Space station experiment suggests rovers will have to dig deep to find life

NASA rovers shouldn’t have to wait to detect biomarkers on the surface of the Red Planet, according to a new study based on an experiment aboard the International Space Station (ISS) that suggests ultraviolet radiation would destroy such molecules in just a year or more. two.

Both Curiosity and Perseverance use Raman spectrometers to identify organic compounds and possibly biological molecules on the Martian surface. A Raman spectrometer uses a laser to excite molecules, and then how those excited molecules scatter the light tells scientists what those molecules are.
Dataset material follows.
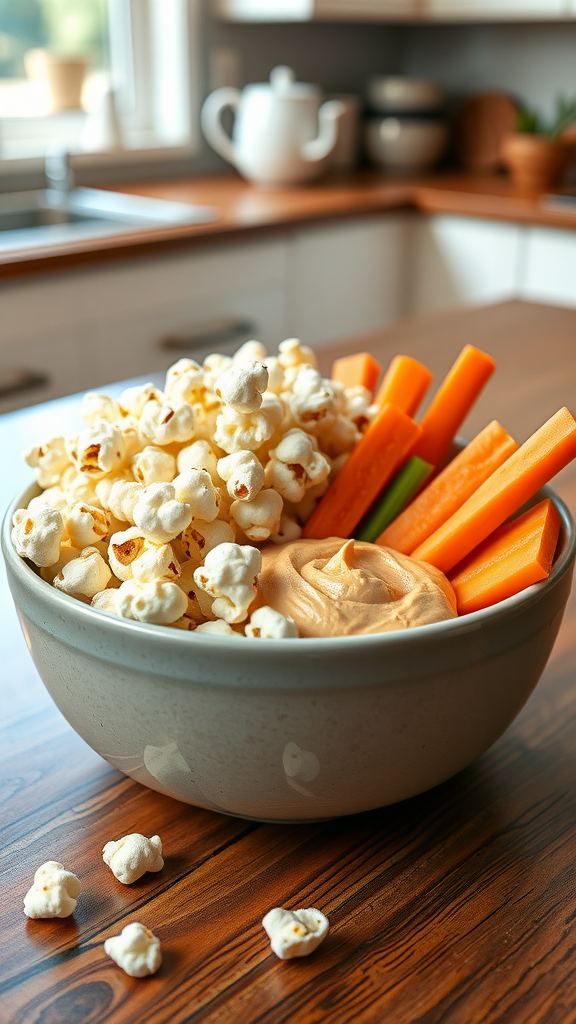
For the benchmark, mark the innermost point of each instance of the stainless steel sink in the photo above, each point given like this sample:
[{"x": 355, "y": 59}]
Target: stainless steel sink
[{"x": 48, "y": 217}]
In particular, they are sensitive to organic compounds, which is why they are a key tool for both rovers.

However, a new study on the International Space Station led by Mikael Backe of the German Aerospace Center (DLR) has cast doubt on how useful these tools could be on Mars. Due to its thin atmosphere and lack of magnetic shielding, Mars is flooded with solar ultraviolet light, which can be harmful to biological cells.

On the subject: 12 amazing photos of the first year of the Perseverance rover on Mars

Backe’s team exposed a sample of seven different types of biomolecules to Martian-like conditions for 469 days as part of the Biological and Martian Experiment (BIOMEX), which is installed on the Expose-R2 platform outside the ISS. Temperature, diurnal light cycles, and ionizing radiation levels were adapted to mimic Mars, and the sample was placed in a simulated Martian regolith.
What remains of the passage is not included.